A heavily anticipated health-reform proposal released Sept. 16 by Sen. Max Baucus (D-Mont.), chairman of the Senate Finance Committee, contains many provisions that are consistent with policy established by the American College of Physicians. It also strays from ACP policy on a number of key points.
The committee has begun debate and consideration of amendments to the proposal, which failed to gain the endorsement of its Republican members. In a preliminary estimate, the Congressional Budget Office said that Baucus's bill would cost $774 billion over the next 10 years and would reduce the federal budget deficit by a net $49 billion over the same period, from 2010 through 2019.
Bob Doherty, ACP's senior vice president of governmental affairs and public policy, noted that close to 600 amendments to the legislation have been proposed. "We really don't know what the final bill will look like, and we're scouring those amendments right now," he said.
Under the draft, all U.S. citizens and legal residents, with limited exceptions, would be required to purchase health insurance coverage. Each state would have to establish an "exchange" through which individuals and small groups would be able to obtain insurance.
As an alternative to a "public plan option," the proposal would authorize $6 billion in funding to create nonprofit, "consumer-operated and -oriented plans," or CO-OPs.
To make coverage affordable and ensure uniform benefits, the proposal would establish four benefit levels: bronze, silver, gold and platinum, with bronze being the most basic and least costly. Each plan would be required to offer an array of medical, surgical and diagnostic services, including preventive and primary care.
A separate "catastrophic only" policy is envisioned for adults age 25 and younger.

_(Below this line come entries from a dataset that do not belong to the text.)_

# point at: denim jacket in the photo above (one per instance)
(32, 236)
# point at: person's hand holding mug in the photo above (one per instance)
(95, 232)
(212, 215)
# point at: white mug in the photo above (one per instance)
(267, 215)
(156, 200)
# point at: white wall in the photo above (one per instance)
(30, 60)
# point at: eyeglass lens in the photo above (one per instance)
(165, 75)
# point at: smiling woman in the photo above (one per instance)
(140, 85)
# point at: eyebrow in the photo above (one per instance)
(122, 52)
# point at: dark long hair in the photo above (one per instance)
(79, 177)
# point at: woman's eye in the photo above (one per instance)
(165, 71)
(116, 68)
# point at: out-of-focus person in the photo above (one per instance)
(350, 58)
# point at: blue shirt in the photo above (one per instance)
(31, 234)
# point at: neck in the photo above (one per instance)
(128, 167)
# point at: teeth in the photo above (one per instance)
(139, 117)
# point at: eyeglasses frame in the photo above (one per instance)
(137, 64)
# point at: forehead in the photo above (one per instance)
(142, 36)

Insurers serving the individual and small-group markets would be subject to a number of market reforms. Most notably, plans would be prohibited from excluding or rescinding coverage based on pre-existing health conditions. Individual market reforms would take effect in 2013; small-group reforms would be phased in over five years, beginning in 2013.
According to a report by the nonprofit Center on Budget and Policy Priorities, the Baucus plan provides more limited subsidies than either the Senate Health, Education, Labor and Pensions (HELP) Committee plan or House Bill 3200.

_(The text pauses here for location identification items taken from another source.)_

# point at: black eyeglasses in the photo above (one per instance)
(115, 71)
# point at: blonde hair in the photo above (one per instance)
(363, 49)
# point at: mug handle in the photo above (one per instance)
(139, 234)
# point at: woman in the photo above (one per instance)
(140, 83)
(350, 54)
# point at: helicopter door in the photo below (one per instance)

Beginning in 2013, individuals and families earning up to 300 percent of the federal poverty level would be eligible for a refundable tax credit when they buy coverage through a state exchange. (In 2009, 300 percent of poverty is $32,490 for an individual or $66,150 for a family of four.)
In 2014, tax credits would also be available to lower-income individuals and families that make between 100 and 133 percent of poverty. People who are Medicaid-eligible and opt to purchase insurance through the exchange would receive a premium subsidy in lieu of Medicaid coverage, according to the center's report.

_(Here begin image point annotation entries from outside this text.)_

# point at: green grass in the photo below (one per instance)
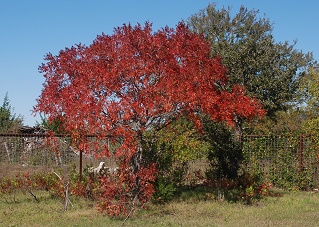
(288, 209)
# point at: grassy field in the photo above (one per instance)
(283, 209)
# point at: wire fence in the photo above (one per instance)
(25, 152)
(285, 160)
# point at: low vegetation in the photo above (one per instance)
(189, 209)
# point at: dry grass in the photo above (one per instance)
(290, 209)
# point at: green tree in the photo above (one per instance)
(270, 71)
(309, 92)
(8, 120)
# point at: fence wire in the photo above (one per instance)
(35, 151)
(286, 161)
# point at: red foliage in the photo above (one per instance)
(136, 80)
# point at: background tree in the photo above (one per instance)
(8, 120)
(270, 71)
(132, 82)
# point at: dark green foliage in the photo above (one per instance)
(226, 155)
(270, 71)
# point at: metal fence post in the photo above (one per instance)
(301, 153)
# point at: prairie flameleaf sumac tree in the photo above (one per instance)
(134, 81)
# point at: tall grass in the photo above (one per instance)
(281, 209)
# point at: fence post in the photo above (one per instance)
(301, 153)
(80, 168)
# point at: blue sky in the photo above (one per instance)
(30, 29)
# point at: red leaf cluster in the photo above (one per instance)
(135, 80)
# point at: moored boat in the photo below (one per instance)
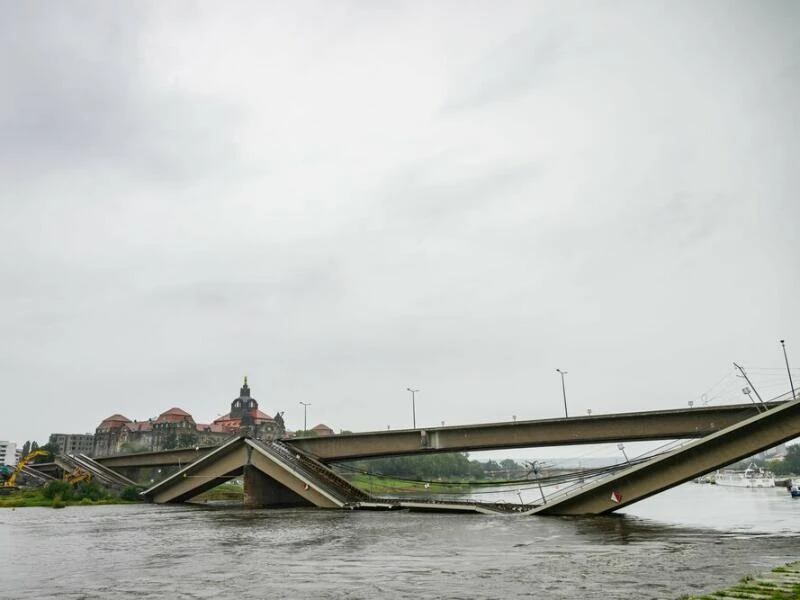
(751, 477)
(794, 489)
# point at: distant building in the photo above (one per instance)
(8, 453)
(72, 443)
(175, 428)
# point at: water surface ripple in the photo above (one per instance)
(689, 540)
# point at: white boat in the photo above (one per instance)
(752, 476)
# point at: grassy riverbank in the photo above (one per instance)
(58, 494)
(372, 484)
(782, 583)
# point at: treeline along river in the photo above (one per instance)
(690, 540)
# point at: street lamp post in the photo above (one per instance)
(788, 370)
(563, 391)
(413, 406)
(621, 447)
(305, 415)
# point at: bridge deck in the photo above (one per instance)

The credits would be based on the percent of income the premiums represent, rising from 3 percent of income for those at 100 percent of poverty to 13 percent for those at 300 percent of poverty.
"The Baucus plan could leave many people who are eligible for subsidies facing fairly steep insurance premiums and cost-sharing charges that they could have difficulty affording," the report noted. For example, a family of three making $46,000 a year, or about 250 percent of poverty, would have to pay roughly $4,800, or 10.5 percent of its income, to purchase insurance, before any deductibles and co-payments, it said. That same family would pay $2,600 under the HELP bill and $3,700 under the House bill, the center's report added.
In a letter to Baucus, ACP President Dr. Joseph Stubbs said, "We urge you to ensure that the subsidies in the final bill are sufficient to ensure that an individual mandate does not impose an economic hardship on persons who would be required to buy coverage."
In response to concerns raised about affordability, Baucus released a revised bill Sept. 22 that would increase the subsidies and reduce the maximum out-of-pocket expense required of individuals and families.
The Baucus bill also addresses certain payment reform and care-delivery issues.
Beginning in 2011, primary-care physicians would receive a 10 percent bonus under Medicare for office visits and other designated services.
However, though ACP has repeatedly called on Congress to eliminate Medicare's "sustainable growth rate" (SGR) formula, the Baucus plan offers no permanent fix. Rather, it replaces the scheduled 21 percent rate reduction in 2010 with a 0.5 percent increase.
"The legislation just kicks the can down the road in terms of a sustainable growth rate solution," Doherty said.
Other features of the Baucus plan include:
- A provision making Medicare's Physician Quality Reporting Initiative mandatory, with possible penalties for providers who fail to report successfully under the program.
- Non-binding language expressing the Senate's intent that states be encouraged to develop alternatives to the current civil litigation system. (Baucus's committee does not have jurisdiction over medical liability reforms.) Unlike the House version, however, the bill does not provide funding to address medical liability reform.
- A proposal to create a new Medicaid state plan option that would allow enrollees with at least two chronic conditions or one chronic condition and the risk of developing a second to designate a provider as their "health home." ACP believes that all enrollees should be eligible to participate, not just those with chronic conditions.